I don't know why, but I've always liked the number 7. I don't have the number anywhere in my date of birth and I've never lived at house number 7. Maybe it's just a comfortable familiar number, there being 7 days in the week. Maybe it's to do with the number supposedly being the amount of things we can remember readily. I don't know.
So what's this got to do with knitting? Well as I was working on the front neck and armhole decreases on the Twister tonight (whilst watching Jonathan Ross on TV - great show!) I realised that each side seemed to be pretty close to the number of stitches I needed for the shoulders. Which was a bit odd as I still had another 20-odd decrease rows left to do.
That's when I checked my decrease notes. (I had noted down each row number with a mark for the neck/armhole decrease where required right up to the shoulder shaping - its' the only way I can keep track when the decreases are at different rates). Of course I should have checked them when I first wrote them down, but hindsight is a wonderful thing, right?
It came as no surprise to find that I'd carried on the armhole decreases way further than I should have done in my notes, and I needed to undo 7 (there's that number again!) rows of work on both sides of the front. Thankfully they were only rows of 30-odd stitches each side.
Of course it was irksome to undo what I had spent time creating, and to be regressing rather than going forwards. But as I worked the slow, deliberate tinking movements, I realised that it was actually quite satisfying. I wasn't going to fudge around the problem and always know it was there, even if others didn't notice. I was carefully peeling it back to the point where I could make the error disappear. Magically erased. Vanished.
Now the offending 7 rows of decreases have gone.
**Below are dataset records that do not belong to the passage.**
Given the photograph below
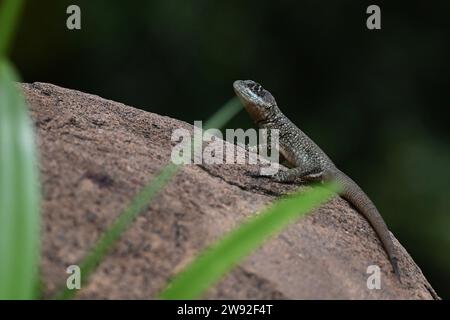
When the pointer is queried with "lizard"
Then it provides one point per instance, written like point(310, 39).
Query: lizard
point(307, 160)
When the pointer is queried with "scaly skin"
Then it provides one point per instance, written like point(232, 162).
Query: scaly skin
point(308, 161)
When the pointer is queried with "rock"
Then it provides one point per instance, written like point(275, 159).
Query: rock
point(96, 155)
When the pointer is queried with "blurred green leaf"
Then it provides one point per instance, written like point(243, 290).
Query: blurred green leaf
point(210, 266)
point(19, 193)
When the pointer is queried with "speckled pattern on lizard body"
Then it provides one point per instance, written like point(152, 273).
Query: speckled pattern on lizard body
point(308, 161)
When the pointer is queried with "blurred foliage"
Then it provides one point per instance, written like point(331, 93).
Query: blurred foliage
point(376, 101)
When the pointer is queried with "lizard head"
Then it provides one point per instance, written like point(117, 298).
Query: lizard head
point(258, 102)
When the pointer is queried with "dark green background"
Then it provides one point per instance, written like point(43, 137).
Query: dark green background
point(376, 101)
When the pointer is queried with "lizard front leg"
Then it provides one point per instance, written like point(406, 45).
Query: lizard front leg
point(304, 173)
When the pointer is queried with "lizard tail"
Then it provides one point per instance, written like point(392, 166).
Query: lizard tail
point(356, 196)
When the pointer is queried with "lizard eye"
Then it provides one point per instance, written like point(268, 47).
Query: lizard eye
point(257, 88)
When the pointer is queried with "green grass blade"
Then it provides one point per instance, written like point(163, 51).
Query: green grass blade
point(19, 193)
point(210, 266)
point(9, 14)
point(138, 204)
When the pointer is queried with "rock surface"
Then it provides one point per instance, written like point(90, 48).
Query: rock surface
point(96, 154)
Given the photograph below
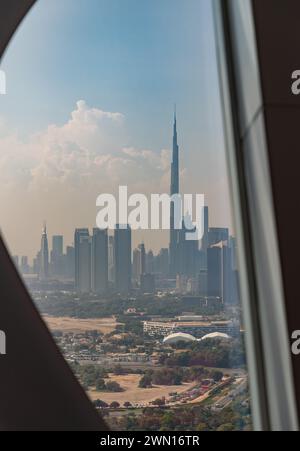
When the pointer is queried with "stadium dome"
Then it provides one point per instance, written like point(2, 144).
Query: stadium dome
point(176, 338)
point(216, 335)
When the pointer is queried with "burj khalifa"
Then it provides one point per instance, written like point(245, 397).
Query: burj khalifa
point(174, 190)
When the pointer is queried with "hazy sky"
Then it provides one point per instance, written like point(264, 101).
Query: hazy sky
point(91, 86)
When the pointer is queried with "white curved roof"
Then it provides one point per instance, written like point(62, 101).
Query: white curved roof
point(216, 335)
point(173, 338)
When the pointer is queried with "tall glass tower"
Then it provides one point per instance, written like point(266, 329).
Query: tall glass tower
point(44, 255)
point(174, 190)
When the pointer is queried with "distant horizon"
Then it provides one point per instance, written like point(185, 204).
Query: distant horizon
point(69, 132)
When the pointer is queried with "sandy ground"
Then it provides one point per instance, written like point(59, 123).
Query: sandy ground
point(66, 324)
point(134, 394)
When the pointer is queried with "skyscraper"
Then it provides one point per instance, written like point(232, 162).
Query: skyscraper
point(57, 255)
point(78, 234)
point(99, 261)
point(44, 255)
point(84, 264)
point(122, 248)
point(111, 259)
point(174, 190)
point(70, 262)
point(139, 263)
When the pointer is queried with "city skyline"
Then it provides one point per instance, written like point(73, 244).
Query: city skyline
point(97, 123)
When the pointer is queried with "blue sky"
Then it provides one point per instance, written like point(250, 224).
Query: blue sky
point(135, 57)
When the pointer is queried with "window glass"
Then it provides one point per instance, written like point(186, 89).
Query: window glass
point(110, 108)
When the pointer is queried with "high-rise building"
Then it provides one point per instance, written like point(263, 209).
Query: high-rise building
point(149, 262)
point(84, 264)
point(161, 263)
point(139, 263)
point(111, 259)
point(57, 268)
point(99, 261)
point(77, 236)
point(24, 265)
point(217, 234)
point(44, 256)
point(136, 265)
point(202, 283)
point(205, 238)
point(220, 274)
point(122, 247)
point(16, 260)
point(174, 190)
point(147, 283)
point(70, 262)
point(187, 251)
point(215, 272)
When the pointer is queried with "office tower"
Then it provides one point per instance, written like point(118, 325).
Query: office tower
point(202, 283)
point(36, 263)
point(221, 277)
point(142, 250)
point(192, 286)
point(16, 260)
point(77, 236)
point(139, 263)
point(205, 238)
point(174, 190)
point(70, 262)
point(84, 264)
point(214, 272)
point(187, 251)
point(149, 262)
point(161, 262)
point(24, 266)
point(136, 268)
point(122, 247)
point(147, 283)
point(217, 234)
point(57, 255)
point(44, 256)
point(99, 261)
point(111, 259)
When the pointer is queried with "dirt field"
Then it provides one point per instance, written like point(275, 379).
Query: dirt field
point(134, 394)
point(66, 324)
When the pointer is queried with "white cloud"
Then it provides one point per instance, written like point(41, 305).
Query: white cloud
point(58, 173)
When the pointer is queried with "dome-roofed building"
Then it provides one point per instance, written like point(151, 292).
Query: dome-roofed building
point(215, 335)
point(178, 337)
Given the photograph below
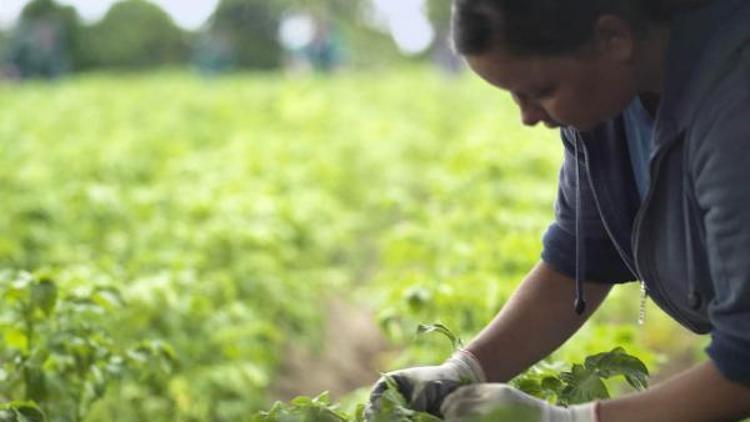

The shaping is as it should be. The problem never existed. :-)
Oh and Della - my confidence is slowly growing that I will have enough yarn left for the remaining sleeve. But I've still got my fingers crossed.
1 comment:
How much worse it could have been. 14 rows, 21, 28 ...
Twister is going to be really special. You're lavishig so much time, love and attention on it. Even the yarn is something out of the ordinary. If knitting karma runs true it'll be a favourite for years.